Of course, there’s the obvious: if what we believed before distressed us, or caused us pain.
Yet it’s more than that. There is a certain flavor, a certain complexity to truth that makes any lie taste vapid in comparison. I retain my addiction to being right and would rather be heartbroken than mistaken. At least, at this point in my life, I am. That could change.
But that’s the heart of the fear, isn’t it? Change? The ground shifting beneath our feet, having to recast our memories or realign our loyalties? A new truth shows up and the world around us ripples like a dream, is cut into bits, is like walking into your house and finding a telephone pole thrust through ceiling and floor. The ordered reality you knew has been violated. By something that does not belong. Even the happy truth must disturb.

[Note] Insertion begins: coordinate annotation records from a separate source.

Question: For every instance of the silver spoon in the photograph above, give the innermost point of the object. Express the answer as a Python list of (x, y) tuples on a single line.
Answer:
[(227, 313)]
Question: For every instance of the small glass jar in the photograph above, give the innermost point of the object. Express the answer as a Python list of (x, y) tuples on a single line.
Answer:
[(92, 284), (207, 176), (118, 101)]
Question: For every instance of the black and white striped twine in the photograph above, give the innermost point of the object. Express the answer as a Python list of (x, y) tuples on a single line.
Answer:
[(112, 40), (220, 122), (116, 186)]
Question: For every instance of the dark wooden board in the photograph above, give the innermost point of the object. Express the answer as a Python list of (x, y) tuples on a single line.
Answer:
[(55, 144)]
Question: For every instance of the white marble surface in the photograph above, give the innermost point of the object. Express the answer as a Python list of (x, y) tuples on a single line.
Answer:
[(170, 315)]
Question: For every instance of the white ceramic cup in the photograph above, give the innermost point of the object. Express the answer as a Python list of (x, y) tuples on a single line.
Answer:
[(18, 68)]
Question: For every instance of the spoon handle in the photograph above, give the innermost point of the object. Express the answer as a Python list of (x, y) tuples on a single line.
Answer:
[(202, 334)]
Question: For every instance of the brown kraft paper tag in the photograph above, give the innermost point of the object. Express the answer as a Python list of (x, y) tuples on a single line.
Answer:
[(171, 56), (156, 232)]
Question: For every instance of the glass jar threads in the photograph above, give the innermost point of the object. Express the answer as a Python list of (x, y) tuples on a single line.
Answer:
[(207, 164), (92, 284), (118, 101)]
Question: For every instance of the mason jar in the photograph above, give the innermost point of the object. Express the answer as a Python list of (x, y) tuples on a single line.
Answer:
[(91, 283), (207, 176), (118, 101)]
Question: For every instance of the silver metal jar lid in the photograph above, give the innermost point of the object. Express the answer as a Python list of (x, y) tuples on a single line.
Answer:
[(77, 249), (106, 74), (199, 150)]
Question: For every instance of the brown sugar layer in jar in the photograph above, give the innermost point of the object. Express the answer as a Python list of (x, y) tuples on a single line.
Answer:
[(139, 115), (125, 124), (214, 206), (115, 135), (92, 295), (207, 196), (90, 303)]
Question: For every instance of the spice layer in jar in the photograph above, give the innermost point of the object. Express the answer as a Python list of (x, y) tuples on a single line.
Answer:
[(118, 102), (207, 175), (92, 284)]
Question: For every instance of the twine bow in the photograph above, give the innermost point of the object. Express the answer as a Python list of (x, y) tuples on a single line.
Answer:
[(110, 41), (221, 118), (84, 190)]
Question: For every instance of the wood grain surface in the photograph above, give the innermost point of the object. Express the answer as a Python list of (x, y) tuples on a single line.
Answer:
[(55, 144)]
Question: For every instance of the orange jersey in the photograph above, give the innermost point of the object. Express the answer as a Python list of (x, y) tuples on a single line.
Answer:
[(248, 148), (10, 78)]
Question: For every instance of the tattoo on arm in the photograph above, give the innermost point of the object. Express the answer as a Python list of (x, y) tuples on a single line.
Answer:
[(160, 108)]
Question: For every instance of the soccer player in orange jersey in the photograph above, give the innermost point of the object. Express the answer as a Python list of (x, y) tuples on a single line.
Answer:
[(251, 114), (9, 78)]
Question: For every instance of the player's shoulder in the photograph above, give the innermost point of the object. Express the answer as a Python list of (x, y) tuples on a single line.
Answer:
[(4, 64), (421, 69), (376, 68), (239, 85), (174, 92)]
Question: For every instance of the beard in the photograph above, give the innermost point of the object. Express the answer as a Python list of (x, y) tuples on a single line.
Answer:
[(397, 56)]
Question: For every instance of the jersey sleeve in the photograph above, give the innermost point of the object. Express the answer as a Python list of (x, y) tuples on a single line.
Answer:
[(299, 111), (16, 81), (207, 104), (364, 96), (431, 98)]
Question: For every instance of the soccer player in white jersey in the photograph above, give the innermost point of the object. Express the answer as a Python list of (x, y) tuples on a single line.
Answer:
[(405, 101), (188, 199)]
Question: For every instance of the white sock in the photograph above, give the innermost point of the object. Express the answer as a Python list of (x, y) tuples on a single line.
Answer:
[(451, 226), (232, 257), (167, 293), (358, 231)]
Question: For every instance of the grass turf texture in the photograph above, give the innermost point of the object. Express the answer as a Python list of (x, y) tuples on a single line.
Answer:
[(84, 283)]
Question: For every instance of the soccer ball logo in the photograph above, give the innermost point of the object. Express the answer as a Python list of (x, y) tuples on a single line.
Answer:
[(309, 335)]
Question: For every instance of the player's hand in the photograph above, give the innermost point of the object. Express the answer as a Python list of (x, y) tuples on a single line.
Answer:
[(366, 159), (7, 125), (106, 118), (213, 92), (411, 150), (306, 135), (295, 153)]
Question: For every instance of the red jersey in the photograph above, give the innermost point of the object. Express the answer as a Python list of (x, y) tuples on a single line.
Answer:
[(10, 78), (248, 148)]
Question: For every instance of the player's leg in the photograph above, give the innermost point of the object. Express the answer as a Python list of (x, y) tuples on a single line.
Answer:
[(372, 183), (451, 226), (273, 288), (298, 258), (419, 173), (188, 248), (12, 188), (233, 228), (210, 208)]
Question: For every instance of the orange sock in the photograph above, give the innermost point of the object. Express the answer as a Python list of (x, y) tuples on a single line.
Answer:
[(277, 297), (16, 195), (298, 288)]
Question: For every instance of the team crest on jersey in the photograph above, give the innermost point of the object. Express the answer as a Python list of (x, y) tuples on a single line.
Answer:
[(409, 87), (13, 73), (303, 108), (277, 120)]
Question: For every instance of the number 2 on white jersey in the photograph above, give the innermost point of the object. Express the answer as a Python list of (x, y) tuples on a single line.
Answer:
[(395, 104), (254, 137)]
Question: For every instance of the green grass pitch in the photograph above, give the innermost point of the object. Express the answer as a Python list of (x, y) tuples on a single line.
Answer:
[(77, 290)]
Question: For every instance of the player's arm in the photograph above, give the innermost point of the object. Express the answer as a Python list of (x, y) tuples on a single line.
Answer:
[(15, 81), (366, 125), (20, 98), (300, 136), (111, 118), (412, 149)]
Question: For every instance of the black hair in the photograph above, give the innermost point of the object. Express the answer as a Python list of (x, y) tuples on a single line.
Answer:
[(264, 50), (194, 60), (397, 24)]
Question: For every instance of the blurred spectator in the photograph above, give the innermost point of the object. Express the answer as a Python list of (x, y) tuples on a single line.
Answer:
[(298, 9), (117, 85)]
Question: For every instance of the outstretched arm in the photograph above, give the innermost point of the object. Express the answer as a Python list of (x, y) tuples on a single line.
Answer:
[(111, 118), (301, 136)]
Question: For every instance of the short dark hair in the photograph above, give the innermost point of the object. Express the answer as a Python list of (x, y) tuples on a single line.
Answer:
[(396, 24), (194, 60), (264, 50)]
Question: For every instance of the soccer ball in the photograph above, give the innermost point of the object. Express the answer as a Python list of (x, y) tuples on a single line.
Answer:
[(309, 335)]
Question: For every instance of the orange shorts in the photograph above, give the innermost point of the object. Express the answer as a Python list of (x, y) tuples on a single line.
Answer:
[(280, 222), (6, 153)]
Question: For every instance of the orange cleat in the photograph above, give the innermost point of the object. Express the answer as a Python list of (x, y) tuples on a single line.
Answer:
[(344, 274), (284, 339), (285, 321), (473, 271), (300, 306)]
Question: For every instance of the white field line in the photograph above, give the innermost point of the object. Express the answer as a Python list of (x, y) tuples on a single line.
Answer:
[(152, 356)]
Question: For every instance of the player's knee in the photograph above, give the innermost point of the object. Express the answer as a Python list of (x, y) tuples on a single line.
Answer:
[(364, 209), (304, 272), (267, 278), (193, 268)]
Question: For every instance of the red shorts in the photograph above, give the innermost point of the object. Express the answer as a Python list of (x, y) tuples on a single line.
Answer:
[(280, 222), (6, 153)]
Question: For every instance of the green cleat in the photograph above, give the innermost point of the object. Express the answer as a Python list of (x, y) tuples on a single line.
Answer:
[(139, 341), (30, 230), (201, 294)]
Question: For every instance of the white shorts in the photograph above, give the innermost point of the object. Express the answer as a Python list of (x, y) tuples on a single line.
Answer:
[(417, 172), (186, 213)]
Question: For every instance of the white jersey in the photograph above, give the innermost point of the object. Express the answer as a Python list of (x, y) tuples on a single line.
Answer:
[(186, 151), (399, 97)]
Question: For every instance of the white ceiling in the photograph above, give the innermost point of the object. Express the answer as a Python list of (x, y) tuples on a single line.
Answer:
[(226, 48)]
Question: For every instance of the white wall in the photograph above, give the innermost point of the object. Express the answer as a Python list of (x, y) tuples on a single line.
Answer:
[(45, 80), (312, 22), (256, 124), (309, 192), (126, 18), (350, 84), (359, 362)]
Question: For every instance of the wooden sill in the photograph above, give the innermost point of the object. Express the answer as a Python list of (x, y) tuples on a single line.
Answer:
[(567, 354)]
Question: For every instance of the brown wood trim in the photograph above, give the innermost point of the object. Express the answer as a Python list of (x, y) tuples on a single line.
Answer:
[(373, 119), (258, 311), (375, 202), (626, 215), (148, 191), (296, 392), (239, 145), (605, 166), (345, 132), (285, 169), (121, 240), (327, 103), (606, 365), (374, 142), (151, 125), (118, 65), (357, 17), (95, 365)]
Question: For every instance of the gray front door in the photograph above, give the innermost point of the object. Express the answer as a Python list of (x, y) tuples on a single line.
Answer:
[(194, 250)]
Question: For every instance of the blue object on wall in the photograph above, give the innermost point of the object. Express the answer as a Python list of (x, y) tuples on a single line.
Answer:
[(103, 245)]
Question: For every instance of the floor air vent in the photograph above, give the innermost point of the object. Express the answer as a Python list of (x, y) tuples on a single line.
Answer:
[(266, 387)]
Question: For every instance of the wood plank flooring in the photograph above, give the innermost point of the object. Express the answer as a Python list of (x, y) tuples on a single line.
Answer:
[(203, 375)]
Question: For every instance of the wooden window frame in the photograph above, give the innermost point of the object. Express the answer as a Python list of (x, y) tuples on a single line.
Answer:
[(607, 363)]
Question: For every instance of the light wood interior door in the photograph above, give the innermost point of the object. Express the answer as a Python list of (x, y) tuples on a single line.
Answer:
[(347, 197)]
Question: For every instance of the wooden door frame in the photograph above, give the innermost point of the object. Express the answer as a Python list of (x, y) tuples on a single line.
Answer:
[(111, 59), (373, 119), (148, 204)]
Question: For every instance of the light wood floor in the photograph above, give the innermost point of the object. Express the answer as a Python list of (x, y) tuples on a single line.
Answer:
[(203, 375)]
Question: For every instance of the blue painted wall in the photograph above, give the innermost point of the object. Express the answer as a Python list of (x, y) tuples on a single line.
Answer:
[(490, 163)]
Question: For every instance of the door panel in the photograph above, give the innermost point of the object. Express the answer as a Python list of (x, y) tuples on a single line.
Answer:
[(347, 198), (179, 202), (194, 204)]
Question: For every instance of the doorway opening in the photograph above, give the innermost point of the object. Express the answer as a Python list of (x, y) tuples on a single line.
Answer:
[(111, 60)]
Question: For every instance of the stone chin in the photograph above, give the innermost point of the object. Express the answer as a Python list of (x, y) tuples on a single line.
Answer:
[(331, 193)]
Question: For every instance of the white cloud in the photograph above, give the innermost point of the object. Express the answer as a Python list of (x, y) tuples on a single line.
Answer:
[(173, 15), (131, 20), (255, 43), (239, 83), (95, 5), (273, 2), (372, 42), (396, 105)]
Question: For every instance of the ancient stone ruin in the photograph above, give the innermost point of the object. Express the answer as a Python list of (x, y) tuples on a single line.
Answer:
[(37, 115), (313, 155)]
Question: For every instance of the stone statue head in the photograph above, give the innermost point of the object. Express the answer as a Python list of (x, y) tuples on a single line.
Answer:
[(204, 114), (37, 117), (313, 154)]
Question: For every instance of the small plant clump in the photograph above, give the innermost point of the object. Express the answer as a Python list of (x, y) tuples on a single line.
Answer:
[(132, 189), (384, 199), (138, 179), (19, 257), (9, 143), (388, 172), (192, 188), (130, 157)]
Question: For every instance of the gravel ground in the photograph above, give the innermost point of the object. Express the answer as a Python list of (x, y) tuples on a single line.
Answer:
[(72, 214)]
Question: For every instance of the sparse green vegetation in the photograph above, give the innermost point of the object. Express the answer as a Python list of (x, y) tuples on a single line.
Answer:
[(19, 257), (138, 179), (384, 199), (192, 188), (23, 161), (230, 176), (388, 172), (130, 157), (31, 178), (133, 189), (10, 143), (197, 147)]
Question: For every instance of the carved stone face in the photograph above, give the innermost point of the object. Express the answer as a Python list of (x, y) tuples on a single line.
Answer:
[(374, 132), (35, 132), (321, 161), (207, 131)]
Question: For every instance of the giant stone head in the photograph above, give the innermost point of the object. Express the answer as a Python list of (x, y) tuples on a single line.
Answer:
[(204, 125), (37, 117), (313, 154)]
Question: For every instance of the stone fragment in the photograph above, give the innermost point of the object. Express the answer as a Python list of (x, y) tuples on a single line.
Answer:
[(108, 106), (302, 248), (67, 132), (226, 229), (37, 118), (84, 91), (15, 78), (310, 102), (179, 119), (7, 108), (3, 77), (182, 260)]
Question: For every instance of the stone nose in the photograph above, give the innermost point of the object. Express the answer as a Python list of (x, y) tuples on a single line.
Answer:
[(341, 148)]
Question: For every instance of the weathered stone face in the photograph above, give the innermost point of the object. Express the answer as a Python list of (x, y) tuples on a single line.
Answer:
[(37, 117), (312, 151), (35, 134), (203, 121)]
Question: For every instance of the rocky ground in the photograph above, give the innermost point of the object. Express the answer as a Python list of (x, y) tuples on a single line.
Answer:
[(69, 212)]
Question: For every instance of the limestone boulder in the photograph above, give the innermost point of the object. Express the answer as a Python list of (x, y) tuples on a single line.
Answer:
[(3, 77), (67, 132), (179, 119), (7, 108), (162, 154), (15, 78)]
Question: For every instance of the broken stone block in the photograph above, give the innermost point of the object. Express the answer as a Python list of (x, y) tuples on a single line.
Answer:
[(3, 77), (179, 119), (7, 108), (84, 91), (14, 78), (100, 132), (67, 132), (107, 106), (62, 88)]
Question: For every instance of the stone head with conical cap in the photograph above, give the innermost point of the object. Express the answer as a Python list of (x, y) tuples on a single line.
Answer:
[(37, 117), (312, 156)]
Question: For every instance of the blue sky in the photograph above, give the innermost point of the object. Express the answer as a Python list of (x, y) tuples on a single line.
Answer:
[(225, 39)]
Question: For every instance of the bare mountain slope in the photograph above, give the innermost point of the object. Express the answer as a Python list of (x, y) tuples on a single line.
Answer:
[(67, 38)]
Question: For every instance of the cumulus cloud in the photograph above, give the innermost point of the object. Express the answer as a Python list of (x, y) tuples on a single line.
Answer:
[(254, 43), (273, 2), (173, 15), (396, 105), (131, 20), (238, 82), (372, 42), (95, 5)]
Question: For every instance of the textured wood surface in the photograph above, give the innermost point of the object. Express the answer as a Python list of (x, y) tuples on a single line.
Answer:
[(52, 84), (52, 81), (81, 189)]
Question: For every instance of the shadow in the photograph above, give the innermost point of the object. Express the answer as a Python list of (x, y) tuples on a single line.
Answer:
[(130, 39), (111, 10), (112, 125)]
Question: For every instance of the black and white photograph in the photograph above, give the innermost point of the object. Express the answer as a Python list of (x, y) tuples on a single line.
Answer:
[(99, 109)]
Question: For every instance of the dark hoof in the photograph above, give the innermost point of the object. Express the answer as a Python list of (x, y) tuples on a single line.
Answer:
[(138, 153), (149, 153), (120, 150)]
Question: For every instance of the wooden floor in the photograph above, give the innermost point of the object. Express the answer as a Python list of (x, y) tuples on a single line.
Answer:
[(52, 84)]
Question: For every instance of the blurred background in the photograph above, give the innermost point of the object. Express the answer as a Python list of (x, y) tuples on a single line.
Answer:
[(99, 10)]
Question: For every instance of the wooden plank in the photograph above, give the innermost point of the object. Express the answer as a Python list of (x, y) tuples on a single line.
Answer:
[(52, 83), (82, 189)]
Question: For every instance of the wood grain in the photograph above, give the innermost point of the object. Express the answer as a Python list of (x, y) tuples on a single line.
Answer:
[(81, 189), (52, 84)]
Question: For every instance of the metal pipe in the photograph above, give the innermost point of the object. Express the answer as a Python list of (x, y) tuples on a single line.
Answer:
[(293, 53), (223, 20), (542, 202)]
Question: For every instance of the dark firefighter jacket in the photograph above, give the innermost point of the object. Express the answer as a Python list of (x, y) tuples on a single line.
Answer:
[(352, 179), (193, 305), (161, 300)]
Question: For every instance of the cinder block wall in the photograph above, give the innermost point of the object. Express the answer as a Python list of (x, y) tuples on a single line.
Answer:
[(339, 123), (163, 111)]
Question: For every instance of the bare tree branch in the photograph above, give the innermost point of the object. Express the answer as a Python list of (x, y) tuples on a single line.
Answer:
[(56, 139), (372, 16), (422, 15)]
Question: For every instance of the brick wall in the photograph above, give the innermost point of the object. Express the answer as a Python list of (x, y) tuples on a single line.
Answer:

And there is a certain futility to the whole thing. We’re finite. The universe isn’t. Every story has a thousand angles, and no language can encompass the whole of reality. We try, and invent new words – new arts – to do it, but they fail. Were I to live a thousand years, I’d still be wrong in many ways, and have so much yet to learn.
But the thing about being wrong is that it makes me hold things a little less tightly. It makes me question my assumptions. It makes me take another look at the other side. And the other thing about being wrong is that when you learn what’s right, the world gets bigger. It gets more interesting. It gains depth and wonder. There are truths that I might be happier not knowing, that ruin a thought or a belief, but they may make another thought brighter. And they make me more whole.
Back in middle school, I learned the Scientific Method. This was one of the most profound things I ever got out of my secular education. Because the thing about the Scientific Method is that you have to be very, very careful about assuming anything is completely true, because no experiment can be performed under every possible combination of variables. Theories can only be disproved. And while scientists, being people too, are rarely that objective, that ideal is still what makes science work. It’s why the words of scientific discovery really are, “That’s funny.” Because the minute something doesn’t fit, and your theory gets disproved, is the minute that incredible new things are about to be unleashed on human knowledge.
And, okay, it’s not like I live up to this ideal every day either. But some days I do remember that when someone contradicts me, the best words to say really are, “Tell me why I’m wrong and you’re right.” ‘Cause, you know, sticking to my guns doesn’t make me any less wrong.